Le VLPO, dont on savait déjà que la lésion provoque de profondes insomnies, a été identifié chez le rat. Cette région du cerveau compte une quantité particulièrement élevée de neurones capables de délivrer du GABA (acide gamma aminobutyrique), qui est le principal neurotransmetteur inhibiteur du système nerveux central. Autrement dit, le cerveau s’endort lorsque les neurones du VLPO se réveillent et libèrent du GABA.

En 2000, l’équipe de Michel Mühlethaler avait déjà décrit dans la revue Nature les propriétés des neurones du VLPO et leur réponse aux principaux neurotransmetteurs libérés par les centres d’éveil. En fait, centres d’éveil et VLPO sont connectés de manière réciproque. Lors des périodes d’activité, les premiers libèrent des neurotransmetteurs capables d’inhiber la décharge des neurones du second. Quand vient la fatigue, par des mécanismes encore à l’étude, c’est au tour des neurones du VLPO d’inhiber les centres de l’éveil. C’est ainsi que se crée l’alternance entre les périodes de veille et celles de sommeil.

Imiter les conditions réelles

La nouveauté est que les chercheurs genevois ont montré qu’il existe un lien entre le noyau suprachiasmatique, c’est-à-dire l’horloge biologique centrale et le VLPO. Pour étudier cette connexion entre ces deux régions cérébrales, qui sont physiquement très proches l’une de l’autre, les scientifiques ont utilisé une technique in vitro innovante: ils ont prélevé une portion du cerveau d’un rat contenant les deux zones d’intérêt et, en maintenant l’échantillon vivant, ils ont pu étudier leurs interactions.

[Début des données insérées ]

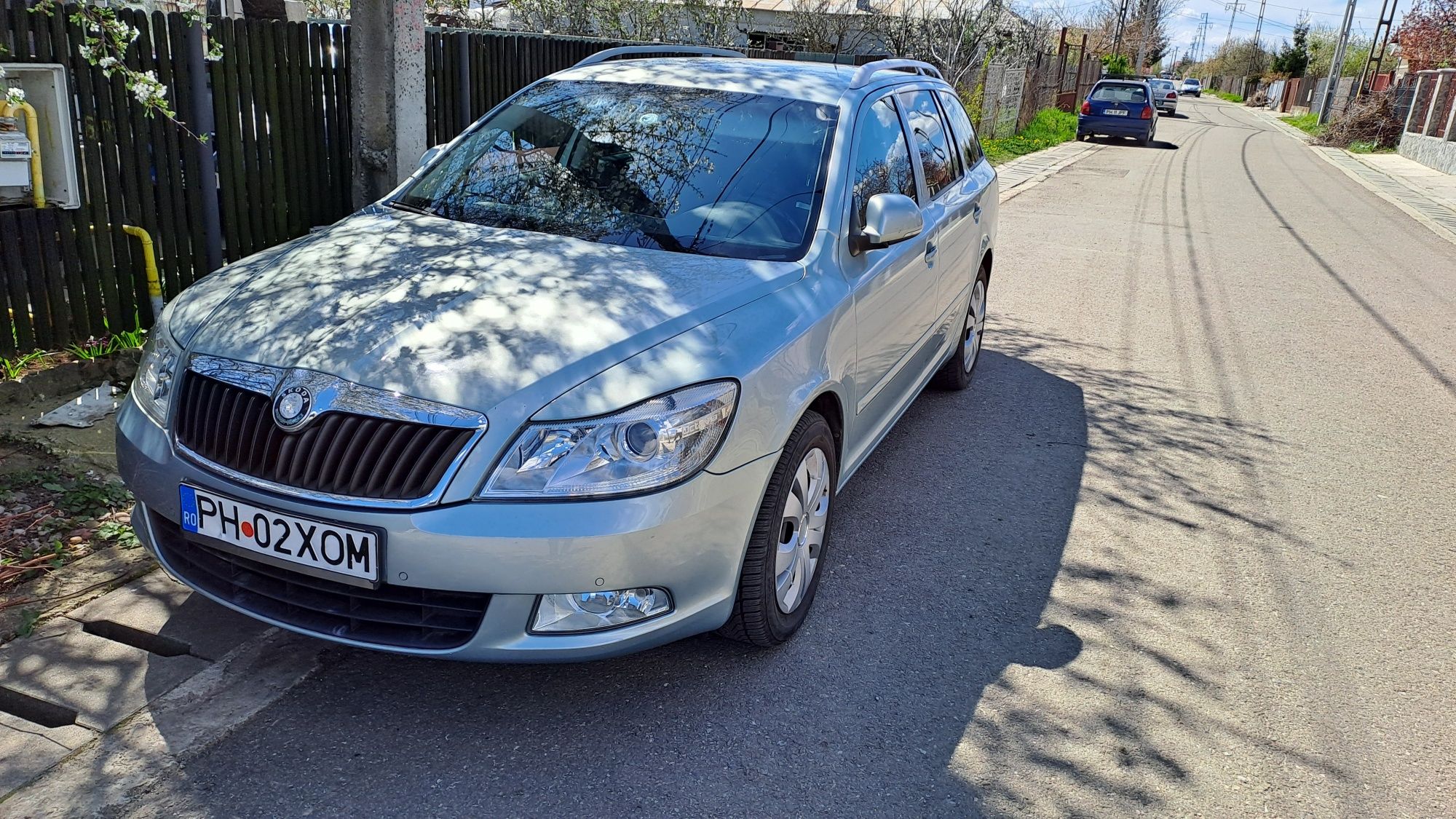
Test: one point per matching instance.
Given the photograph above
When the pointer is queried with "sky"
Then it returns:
(1279, 20)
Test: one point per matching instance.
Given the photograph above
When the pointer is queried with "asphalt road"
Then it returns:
(1186, 548)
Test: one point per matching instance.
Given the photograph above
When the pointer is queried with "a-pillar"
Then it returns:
(387, 94)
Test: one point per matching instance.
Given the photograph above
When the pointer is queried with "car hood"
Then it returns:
(456, 312)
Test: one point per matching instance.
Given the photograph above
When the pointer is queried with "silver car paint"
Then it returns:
(433, 295)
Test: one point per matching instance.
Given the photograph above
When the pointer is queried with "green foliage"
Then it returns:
(1117, 65)
(108, 344)
(12, 368)
(120, 534)
(28, 620)
(1049, 127)
(1368, 146)
(1294, 59)
(1308, 123)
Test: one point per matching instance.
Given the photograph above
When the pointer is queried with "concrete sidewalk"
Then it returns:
(1423, 193)
(1441, 187)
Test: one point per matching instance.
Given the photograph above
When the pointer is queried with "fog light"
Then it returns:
(593, 611)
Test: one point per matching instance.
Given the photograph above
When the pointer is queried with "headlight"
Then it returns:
(152, 388)
(652, 445)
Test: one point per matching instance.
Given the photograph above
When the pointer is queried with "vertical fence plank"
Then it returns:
(14, 269)
(194, 186)
(53, 277)
(34, 280)
(152, 135)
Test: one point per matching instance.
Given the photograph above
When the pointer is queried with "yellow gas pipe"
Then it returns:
(33, 132)
(149, 257)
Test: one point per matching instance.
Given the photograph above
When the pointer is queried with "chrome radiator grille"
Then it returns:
(340, 454)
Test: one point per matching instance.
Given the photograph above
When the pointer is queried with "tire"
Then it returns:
(959, 372)
(759, 614)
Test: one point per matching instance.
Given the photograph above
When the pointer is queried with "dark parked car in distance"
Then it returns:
(1119, 108)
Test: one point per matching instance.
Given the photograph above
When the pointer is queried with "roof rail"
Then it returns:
(660, 50)
(869, 71)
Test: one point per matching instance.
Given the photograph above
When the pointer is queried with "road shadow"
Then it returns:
(946, 550)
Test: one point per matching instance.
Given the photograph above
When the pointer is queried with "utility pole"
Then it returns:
(1381, 40)
(1142, 46)
(1259, 47)
(1234, 11)
(1329, 101)
(1122, 23)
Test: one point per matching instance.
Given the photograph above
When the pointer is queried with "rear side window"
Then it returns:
(882, 158)
(962, 129)
(1120, 92)
(931, 139)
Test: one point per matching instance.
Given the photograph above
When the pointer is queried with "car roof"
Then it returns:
(794, 79)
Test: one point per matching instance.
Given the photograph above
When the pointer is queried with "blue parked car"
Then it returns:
(1119, 108)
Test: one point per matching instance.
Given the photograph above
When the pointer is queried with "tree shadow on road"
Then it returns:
(957, 662)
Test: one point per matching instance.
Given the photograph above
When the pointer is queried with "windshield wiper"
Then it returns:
(411, 209)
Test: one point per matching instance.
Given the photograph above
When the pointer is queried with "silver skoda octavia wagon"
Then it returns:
(590, 379)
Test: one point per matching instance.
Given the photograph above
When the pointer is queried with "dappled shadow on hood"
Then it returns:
(455, 312)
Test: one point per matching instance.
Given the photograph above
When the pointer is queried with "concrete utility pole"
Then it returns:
(1234, 11)
(1148, 25)
(1329, 101)
(1380, 41)
(1259, 28)
(1122, 23)
(388, 94)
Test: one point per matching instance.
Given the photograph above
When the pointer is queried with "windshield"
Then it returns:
(681, 170)
(1120, 94)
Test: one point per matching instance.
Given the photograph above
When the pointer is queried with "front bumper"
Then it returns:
(689, 539)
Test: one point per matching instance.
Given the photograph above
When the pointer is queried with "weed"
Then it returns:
(1364, 146)
(1049, 127)
(14, 368)
(120, 534)
(106, 346)
(1308, 123)
(28, 620)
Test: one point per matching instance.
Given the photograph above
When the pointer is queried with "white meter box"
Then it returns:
(47, 90)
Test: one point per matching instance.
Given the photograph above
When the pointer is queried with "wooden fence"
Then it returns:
(276, 162)
(280, 104)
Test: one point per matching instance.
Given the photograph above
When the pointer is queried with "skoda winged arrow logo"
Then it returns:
(292, 407)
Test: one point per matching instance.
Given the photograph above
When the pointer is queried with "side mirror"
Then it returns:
(430, 155)
(889, 219)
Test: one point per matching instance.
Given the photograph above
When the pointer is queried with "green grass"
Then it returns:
(1368, 148)
(1308, 123)
(1048, 129)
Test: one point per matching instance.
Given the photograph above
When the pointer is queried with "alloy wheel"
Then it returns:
(802, 531)
(975, 327)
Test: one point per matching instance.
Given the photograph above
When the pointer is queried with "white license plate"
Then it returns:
(280, 535)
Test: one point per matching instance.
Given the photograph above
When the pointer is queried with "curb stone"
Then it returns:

Pour ce faire, les chercheurs ont stimulé des neurones du NSC de manière à imiter au mieux leur fonctionnement en conditions réelles. Simultanément, ils ont enregistré l’activité des neurones du VLPO. Leurs résultats ont permis de montrer qu’il existe bel et bien une relation physiologique entre ces deux centres et que le NSC est en mesure d’inhiber le VLPO, et ce, dans certaines conditions, de manière durable.

«En d’autres termes, précise Mauro Serafin, le noyau suprachiasmatique contrôle non seulement le rythme journalier de nombreuses fonctions physiologiques et comportementales, mais participe aussi à la régulation des transitions entre périodes de veille et de sommeil, notamment via sa capacité à inhiber des neurones du VLPO.»

Le NSC n’est pas le seul régulateur du système éveil/sommeil. Il en existe d’autres, comme la prostaglandine ou l’adénosine. Cette dernière est un produit de dégradation qui s’accumule lors des périodes d’activité cérébrale intense durant l’éveil. L’adénosine serait une substance hypnogène qui, en grande quantité, favoriserait l’endormissement. Sa concentration décroîtrait ensuite pendant le sommeil pour permettre une nouvelle période active.

La recherche menée par l’équipe de Michel Mühlethaler, outre son intérêt en biologie fondamentale, améliore également la compréhension des mécanismes impliqués dans le contrôle des états de vigilance et, partant, de leurs dérèglements. A terme, il est envisageable qu’elle contribue un jour à l’élaboration de traitements plus ciblés contre des troubles tels que l’insomnie ou la narcolepsie.